Wednesday, May 04, 2011

Cat in the Bag

It's interesting that the ISI raided the Hotel bin Laden in 2003 looking for KSM's replacement, al Libi. Earlier this year, the ISI raided another house in Abbottobad to grab a notorious Southeast Asian AQ terrorist:
The run of good luck had ended for Umar Patek, an Al Qaeda-linked Indonesian militant who for 10 years had been on the run from a $1 million American bounty on his head, for allegedly helping build the bombs used in the 2002 bombings of nightclubs in Bali that killed 202 people.

Pakistani officials had kept Patek's detention on Jan. 25 secret until two weeks ago, when the Associated Press first revealed word of it. But until now, where or how one of the biggest terror arrests under the Obama administration went down was not publicly known.
Add to that the Wiki Leak document mentioning Abbottobad and it's clearly evident the place was about to get noticed and Obama's decision time was running out. Whether it required blowing off the last nine holes to do so is anyone's guess (accusatory stories without known sources are often slanderous, such as ones mentioning plastic turkeys and GD pieces of paper, so grain of salt warning).

The more interesting thing about the Hotel bin Laden raid might be the treasure trove of intelligence garnered in the sweep. What would happen if something on those files pointed the wrong way, say towards the 1998 indictment the feds now want to quietly retire?
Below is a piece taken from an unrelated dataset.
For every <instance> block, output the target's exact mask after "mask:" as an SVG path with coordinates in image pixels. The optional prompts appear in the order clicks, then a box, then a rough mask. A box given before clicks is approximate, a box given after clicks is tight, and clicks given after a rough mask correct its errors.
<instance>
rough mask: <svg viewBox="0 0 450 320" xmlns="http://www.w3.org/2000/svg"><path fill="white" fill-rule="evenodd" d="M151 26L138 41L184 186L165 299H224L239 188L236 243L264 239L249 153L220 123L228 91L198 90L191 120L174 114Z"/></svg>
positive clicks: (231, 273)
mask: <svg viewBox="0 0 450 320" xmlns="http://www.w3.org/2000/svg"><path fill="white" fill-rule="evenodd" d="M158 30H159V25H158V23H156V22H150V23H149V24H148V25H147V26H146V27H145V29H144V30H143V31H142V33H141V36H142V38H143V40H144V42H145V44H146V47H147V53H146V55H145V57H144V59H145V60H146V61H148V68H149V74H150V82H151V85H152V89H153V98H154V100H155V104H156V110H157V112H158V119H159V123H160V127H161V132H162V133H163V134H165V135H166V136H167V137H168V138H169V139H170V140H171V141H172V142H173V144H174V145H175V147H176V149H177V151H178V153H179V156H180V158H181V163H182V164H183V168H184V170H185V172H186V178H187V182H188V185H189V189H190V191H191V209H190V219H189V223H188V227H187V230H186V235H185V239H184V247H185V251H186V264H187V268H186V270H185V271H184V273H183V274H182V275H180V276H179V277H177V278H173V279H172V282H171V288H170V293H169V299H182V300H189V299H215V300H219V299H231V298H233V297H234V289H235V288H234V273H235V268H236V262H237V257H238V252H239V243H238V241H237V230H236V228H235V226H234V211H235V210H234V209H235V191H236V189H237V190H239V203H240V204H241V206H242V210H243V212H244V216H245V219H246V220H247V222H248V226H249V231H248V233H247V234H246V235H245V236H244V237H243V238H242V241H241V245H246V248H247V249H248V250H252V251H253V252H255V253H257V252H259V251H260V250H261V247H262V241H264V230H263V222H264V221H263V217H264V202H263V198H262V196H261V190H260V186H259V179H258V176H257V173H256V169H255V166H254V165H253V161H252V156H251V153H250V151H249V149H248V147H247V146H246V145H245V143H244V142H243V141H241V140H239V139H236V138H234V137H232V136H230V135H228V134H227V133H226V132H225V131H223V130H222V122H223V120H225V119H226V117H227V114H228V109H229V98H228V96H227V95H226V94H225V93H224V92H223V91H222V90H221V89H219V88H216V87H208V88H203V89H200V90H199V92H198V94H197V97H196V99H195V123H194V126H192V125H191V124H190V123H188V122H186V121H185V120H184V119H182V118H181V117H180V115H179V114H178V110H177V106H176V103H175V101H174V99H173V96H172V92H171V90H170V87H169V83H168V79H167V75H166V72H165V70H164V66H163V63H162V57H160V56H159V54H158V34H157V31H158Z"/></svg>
Turning to a trusted source--Wiki Leaks--(presumably unfiltered), how about this nugget from one of the recent Gitmo leaks:
A former Guantanamo detainee “was identified as an Iraqi intelligence officer who relocated to Afghanistan (AF) in 1998 where he served as a senior Taliban Intelligence Directorate officer in Mazar-E-Sharif,” according to a recently leaked assessment written by American intelligence analysts. The former detainee, an Iraqi named Jawad Jabber Sadkhan, “admittedly forged official documents and reportedly provided liaison between the governments of Afghanistan and Iraq.” Sadkhan’s al Qaeda ties reached all the way to Osama bin Laden, according to the intelligence assessment. He reportedly received money from Osama bin Laden both before and after the September 11 attacks.
Similar to other ex Iraqi military officers working with AQ this guy could have dumped Saddam for the cause. Then again maybe not:
An Uzbek named Oybek Jamoldinivich Jabbarov, told authorities that Sadkhan “admitted working as a liaison between [the] Taliban Intelligence Directorate and Iraqi President, Saddam Hussein.” Jabbarov explained that Sadkhan and another Iraqi once held at Guantanamo, Hassan Abdul Said, “traveled between Iraq and Afghanistan ferrying unidentified supplies from Iraq through Iran on multiple occasions.” Sadkhan “would receive money from the Taliban in exchange for these supplies.”
The 9/11 Commission surely couldn't find any of these ties but surely all involved would have gone to great lengths to hide any if they existed. Including a few commissioners, perhaps.

They also couldn't find any overt ties to Iran but hinted that some might have existed. Apparently that 1998 indictment mentioning an arrangement with Tehran wasn't enough to dispose them of their "rootless, stateless" description of AQ. Wonder what they think about bin Laden spending the past 6 years a hop-skip-and an RPG round away from the Pakistani West Point? Does rootless and stateless also include proxy for hire?

Just imagine some sort of state-sponsor ties getting revealed in the UBL trove, especially to Iraq. Wouldn't it spell big trouble for the One going into 2012? Such a cat would be very hard to walk back, seeing as how the same man rose to power largely on the premise that Iraq was a dumb war and later doubled down on that to beat Hillary. He is of course the man in charge of the classification. But he's not in charge of Wiki Leaks. A certain cat might enjoy watching that.